Britain to mark Queen Elizabeth II's record 65-year reign


              Britain's Queen Elizabeth II stops to receive flowers from 3-year old Jessica Atfield, after the queen and her husband Duke of Edinburgh, attended a church service at St Peter and St Paul church in West Newton, England, Sunday Feb. 5, 2017.  The Queen is to make history on Monday Feb. 6, when she becomes the first British monarch to reach the Sapphire Jubilee, marking the 65th. anniversary of her accession to the throne. (Gareth Fuller/PA via AP)
Britain's Queen Elizabeth II stops to receive flowers from 3-year old Jessica Atfield, after the queen and her husband Duke of Edinburgh, attended a church service at St Peter and St Paul church in West Newton, England, Sunday Feb. 5, 2017. The Queen is to make history on Monday Feb. 6, when she becomes the first British monarch to reach the Sapphire Jubilee, marking the 65th. anniversary of her accession to the throne. (Gareth Fuller/PA via AP)

LONDON (AP) - Queen Elizabeth II is poised for another historic milestone, an unprecedented 65 years on the throne.

But Buckingham Palace says Britain's longest-serving monarch plans to spend Monday's ceremonies far from the spotlight in somber contemplation of her late father.
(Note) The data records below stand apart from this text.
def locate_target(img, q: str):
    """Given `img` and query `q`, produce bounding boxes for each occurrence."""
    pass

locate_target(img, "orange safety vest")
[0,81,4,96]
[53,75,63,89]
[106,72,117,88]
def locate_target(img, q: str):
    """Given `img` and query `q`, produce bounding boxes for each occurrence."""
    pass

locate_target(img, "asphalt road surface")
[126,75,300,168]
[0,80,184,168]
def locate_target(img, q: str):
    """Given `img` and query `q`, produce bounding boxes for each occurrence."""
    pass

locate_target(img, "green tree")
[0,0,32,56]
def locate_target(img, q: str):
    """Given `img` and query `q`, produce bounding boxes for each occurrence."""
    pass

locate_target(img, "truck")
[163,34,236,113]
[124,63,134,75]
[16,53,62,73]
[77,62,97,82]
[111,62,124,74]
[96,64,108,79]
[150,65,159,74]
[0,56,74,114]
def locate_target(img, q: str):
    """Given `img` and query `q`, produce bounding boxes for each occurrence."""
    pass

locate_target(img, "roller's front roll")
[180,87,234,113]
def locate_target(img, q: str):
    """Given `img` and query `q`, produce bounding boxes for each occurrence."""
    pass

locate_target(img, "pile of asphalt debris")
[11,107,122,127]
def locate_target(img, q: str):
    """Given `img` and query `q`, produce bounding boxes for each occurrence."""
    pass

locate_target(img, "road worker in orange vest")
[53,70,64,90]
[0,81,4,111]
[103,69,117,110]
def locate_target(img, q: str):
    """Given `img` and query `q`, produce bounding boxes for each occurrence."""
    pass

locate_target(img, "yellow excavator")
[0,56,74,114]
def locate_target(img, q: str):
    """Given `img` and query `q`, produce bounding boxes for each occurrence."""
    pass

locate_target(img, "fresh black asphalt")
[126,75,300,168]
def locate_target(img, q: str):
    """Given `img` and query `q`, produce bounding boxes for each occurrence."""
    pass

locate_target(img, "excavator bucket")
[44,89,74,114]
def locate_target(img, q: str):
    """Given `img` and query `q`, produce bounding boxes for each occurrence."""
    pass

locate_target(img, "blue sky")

Official commemorations of Elizabeth's Sapphire Jubilee are expected to feature ceremonial cannon fusillades at a central London park and at the riverside Tower of London as well as a procession of military horses pulling World War I-era artillery pieces.

But the 90-year-old monarch is staying 110 miles (175 kilometers) to the north at her Sandringham House estate in Norfolk, where her father, George VI, died of lung cancer at age 56 on Feb. 6, 1952, after a 15-year reign.

Elizabeth surpassed Queen Victoria as Britain's longest-serving monarch in 2015.